If that is who “just managing” families are, how exactly are they managing in 21st century Britain? Badly is the short answer. Here are three things to keep in mind:
First, this part of Britain has seen no income rise in the last decade. While individual households will obviously have received some pay rises during that period, a like for like comparison of families in this group over time shows a lost decade of growth – typical incomes for the group in 2014-15 only just surpassed the level in 2004-05. Now, most of Britain hasn’t seen strong income growth over this period, but this group has been particularly badly hit by the combination of a slowdown in earnings growth in the mid-2000s, big falls in incomes following the financial crisis, and cut backs to tax credit support in recent years.
These changes have overcome the boost to incomes that the fast employment growth of recent years has provided, or the signature tax cuts of the last parliament. After all, for many of this group, their ability to boost their incomes is severely constrained by the fact that they only keep 27p of each additional pound earned if they pay tax and receive tax credits.
Second, living standards are also about outgoings. Housing is the biggest expenditure that families face. It’s hard to overstate how damaging the impact of rising house prices, falling home ownership and thus soaring housing costs has been.
These families are now spending almost a quarter of their income on housing, up from 18 per cent in 1995. To put this catastrophe in perspective, for a dual-earning, low-to-middle-income couple with children, it’s the equivalent of a 14p income tax rise. If a government openly announced a policy like that, there would be riots on the streets, but it is successive governments’ failure to see homes built that lies behind much of these families’ status as “just managing”.
Third, what do overall spending patterns by low and middle income families mean for their ability to save? This is a key determinant of a families’ sense of whether they are just managing, or making progress. On average, these families actually spend 101 per cent of their income each week, with nearly half going on the basics of housing, transport and food. The result is that most report having no savings or assets at all and two-thirds of families have savings equivalent to less than one month’s net income. This matters a lot when it comes to how families manage difficulties, be they large unexpected bills (a broken washing machine) or reduced income (less hours at work).

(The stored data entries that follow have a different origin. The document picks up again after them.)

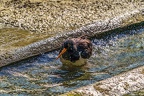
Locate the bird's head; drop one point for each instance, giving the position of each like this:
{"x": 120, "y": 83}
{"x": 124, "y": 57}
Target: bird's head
{"x": 67, "y": 46}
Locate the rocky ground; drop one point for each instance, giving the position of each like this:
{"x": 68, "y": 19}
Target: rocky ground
{"x": 41, "y": 25}
{"x": 56, "y": 16}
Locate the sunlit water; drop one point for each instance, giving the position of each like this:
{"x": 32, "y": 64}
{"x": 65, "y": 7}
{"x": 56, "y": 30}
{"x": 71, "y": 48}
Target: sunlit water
{"x": 113, "y": 53}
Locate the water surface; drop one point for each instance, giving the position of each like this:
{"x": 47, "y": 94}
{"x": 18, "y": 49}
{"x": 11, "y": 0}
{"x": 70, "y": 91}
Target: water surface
{"x": 119, "y": 51}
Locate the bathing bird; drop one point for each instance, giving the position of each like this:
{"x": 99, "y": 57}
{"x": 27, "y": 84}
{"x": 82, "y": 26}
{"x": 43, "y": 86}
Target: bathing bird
{"x": 75, "y": 51}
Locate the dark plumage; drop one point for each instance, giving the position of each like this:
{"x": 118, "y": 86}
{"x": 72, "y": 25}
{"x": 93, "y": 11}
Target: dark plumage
{"x": 75, "y": 51}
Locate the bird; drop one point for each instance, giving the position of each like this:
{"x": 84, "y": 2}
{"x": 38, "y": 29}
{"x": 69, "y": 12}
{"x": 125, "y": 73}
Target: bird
{"x": 75, "y": 51}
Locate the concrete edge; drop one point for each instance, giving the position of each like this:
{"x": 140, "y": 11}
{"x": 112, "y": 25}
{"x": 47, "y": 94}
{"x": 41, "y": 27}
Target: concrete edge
{"x": 114, "y": 86}
{"x": 53, "y": 43}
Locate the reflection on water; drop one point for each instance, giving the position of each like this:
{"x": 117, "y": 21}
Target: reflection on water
{"x": 43, "y": 75}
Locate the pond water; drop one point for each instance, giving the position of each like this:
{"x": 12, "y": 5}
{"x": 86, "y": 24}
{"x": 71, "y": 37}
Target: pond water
{"x": 117, "y": 51}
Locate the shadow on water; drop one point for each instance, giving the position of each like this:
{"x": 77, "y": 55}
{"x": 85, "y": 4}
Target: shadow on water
{"x": 115, "y": 52}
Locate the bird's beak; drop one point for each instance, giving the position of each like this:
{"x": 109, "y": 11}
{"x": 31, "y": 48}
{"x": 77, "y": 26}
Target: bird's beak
{"x": 62, "y": 52}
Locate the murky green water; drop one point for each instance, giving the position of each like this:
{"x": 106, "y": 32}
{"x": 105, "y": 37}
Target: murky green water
{"x": 114, "y": 53}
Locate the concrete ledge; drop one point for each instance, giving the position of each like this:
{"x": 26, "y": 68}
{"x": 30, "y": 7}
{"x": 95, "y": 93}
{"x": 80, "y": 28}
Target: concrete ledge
{"x": 92, "y": 28}
{"x": 115, "y": 86}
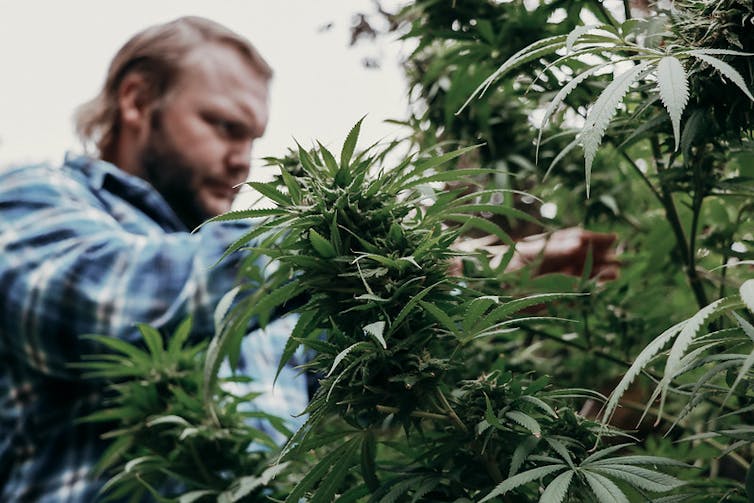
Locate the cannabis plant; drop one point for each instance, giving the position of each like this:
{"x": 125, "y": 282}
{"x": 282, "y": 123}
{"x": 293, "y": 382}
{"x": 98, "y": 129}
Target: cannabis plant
{"x": 363, "y": 249}
{"x": 164, "y": 441}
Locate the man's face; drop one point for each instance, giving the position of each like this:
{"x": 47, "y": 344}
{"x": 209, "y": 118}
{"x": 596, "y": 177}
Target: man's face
{"x": 199, "y": 143}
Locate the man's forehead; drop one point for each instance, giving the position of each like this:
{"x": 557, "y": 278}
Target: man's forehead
{"x": 222, "y": 73}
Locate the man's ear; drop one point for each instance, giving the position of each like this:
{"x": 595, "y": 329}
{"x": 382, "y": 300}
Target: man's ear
{"x": 133, "y": 101}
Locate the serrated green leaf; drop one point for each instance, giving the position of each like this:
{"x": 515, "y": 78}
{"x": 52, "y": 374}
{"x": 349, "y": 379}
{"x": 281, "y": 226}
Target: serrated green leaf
{"x": 532, "y": 51}
{"x": 343, "y": 354}
{"x": 376, "y": 330}
{"x": 561, "y": 449}
{"x": 248, "y": 213}
{"x": 576, "y": 33}
{"x": 559, "y": 98}
{"x": 329, "y": 159}
{"x": 603, "y": 111}
{"x": 539, "y": 403}
{"x": 331, "y": 467}
{"x": 292, "y": 184}
{"x": 269, "y": 191}
{"x": 522, "y": 478}
{"x": 441, "y": 316}
{"x": 684, "y": 339}
{"x": 557, "y": 489}
{"x": 350, "y": 144}
{"x": 642, "y": 478}
{"x": 672, "y": 83}
{"x": 322, "y": 246}
{"x": 746, "y": 291}
{"x": 604, "y": 488}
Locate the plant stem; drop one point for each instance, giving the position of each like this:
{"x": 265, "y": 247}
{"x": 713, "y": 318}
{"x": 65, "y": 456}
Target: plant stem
{"x": 627, "y": 9}
{"x": 717, "y": 445}
{"x": 643, "y": 176}
{"x": 675, "y": 224}
{"x": 199, "y": 464}
{"x": 451, "y": 412}
{"x": 576, "y": 345}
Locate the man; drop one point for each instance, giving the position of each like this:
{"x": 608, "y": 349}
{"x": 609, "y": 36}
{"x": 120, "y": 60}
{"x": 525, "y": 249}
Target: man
{"x": 103, "y": 242}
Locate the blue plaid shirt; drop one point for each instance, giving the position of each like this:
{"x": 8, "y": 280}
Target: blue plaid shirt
{"x": 86, "y": 248}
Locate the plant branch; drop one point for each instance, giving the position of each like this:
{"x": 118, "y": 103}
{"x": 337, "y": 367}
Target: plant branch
{"x": 449, "y": 409}
{"x": 674, "y": 219}
{"x": 385, "y": 409}
{"x": 643, "y": 176}
{"x": 667, "y": 417}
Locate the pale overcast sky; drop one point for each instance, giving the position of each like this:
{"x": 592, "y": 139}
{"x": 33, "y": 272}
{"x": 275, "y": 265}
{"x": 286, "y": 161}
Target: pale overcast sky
{"x": 54, "y": 56}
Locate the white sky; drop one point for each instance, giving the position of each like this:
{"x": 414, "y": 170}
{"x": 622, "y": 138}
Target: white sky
{"x": 54, "y": 55}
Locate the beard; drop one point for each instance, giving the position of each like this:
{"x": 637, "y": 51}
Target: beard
{"x": 172, "y": 175}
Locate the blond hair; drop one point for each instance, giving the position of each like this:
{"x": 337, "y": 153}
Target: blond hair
{"x": 157, "y": 53}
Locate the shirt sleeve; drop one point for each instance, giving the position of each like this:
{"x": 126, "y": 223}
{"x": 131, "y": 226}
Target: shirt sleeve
{"x": 69, "y": 268}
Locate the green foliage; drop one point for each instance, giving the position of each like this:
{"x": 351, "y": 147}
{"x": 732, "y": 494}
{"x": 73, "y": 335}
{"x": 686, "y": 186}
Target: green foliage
{"x": 369, "y": 245}
{"x": 428, "y": 387}
{"x": 164, "y": 442}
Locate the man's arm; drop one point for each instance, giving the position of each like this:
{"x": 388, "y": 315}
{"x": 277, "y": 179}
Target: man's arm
{"x": 68, "y": 268}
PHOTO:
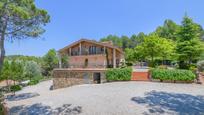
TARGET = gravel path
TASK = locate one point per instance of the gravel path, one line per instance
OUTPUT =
(118, 98)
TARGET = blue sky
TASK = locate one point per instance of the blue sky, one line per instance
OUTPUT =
(94, 19)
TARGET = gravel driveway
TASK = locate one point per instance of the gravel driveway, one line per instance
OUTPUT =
(118, 98)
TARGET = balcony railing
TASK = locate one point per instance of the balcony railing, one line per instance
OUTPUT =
(86, 53)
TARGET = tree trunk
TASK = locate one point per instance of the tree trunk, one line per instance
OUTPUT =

So the last few years have not been easy ones for just managing families. Squeezed incomes, soaring housing costs, and difficulty getting your head above water to put any savings aside – all are good reasons for the new Government to look very long and hard at what is going wrong in what our country offers. It is a worthy focus for the new Government. But it is not an easy one. Just as with Brexit, we’ll have to wait and see what policy substance the Government has to address these major challenges. After all, it is worth remembering that Gordon Brown entered Downing Street promising an agenda focused on Britishness and constitutional reform. A financial crisis and expenses scandal later, that agenda had fallen by the wayside.
But just because something is difficult doesn’t mean it’s not the right thing to try to do. Both substantively and politically, a focus on just managing families is the right response to the state of Britain today. This is not least because, in the end, Theresa May and her ministers will not only be judged by the Brexit they deliver, but the Britain they build.